Почему пятнадцать лет учебы? Потому, что он работал все это время в рекламном бизнесе, т.е. мастерил рекламу для магазинов и аптек. Пилил, клеил, колотил, измерял, резал, и это то малое, чем ему приходилось заниматься. Основной же функцией его являлось: спорить, полемизировать, ругаться с начальством, иногда материться. Идем далее: кидаться, плеваться, угрожать директору, иногда пинаться и драться креслами. Его бы уже давно уволили, да только вот, уж больно он хороший мастер. Поэтому начальство просто-напросто придумало ему жуткую месть. Оно заваливало его работой с ног до головы в момент сдачи экзаменов, и ему все время надо было брать академический. Вот так четырнадцать лет подряд. Но в пятнадцатый год его обучения все начальство ушло в отпуск в Альпы, и Кеша благополучно завершил свой студенческий эксперимент, слегка поизносившийся и изрядно полысевший.

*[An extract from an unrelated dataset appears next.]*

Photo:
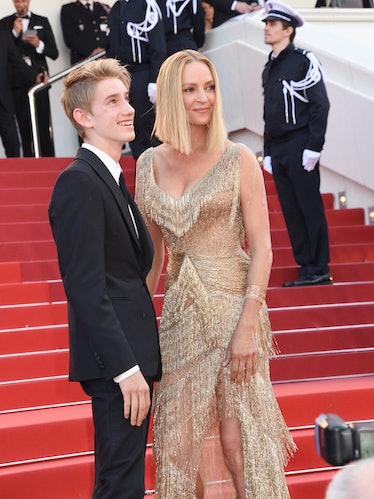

Я лично помнил его по каким-то странным встречам во дворе, которые возникали не часто, но довольно убого:
– Привет Кеша! Как оно?
– Хаааа, а ты кто?
Я разворачивался и уходил, сильно разочарованный в нашей дружбе.
В восьмом классе, когда мы приехали с Кубы (где мой отец три года был увлечен занятиями на виолончели со своими кубинскими студентками), я его опять встретил в хоккейной секции имени Юрия Гагарина на Ашхабадской. Тогда на мое приветствие он вообще ничего не ответил, скосив при этом глаза и уткнувшись в свежий выпуск газеты "Советский спорт". Его всегда интересовала чистая статистика. Мне кто-то тогда сказал, что он подсчитывает количество мячей, забитых в баскетболе за всю историю существования этого вида спорта.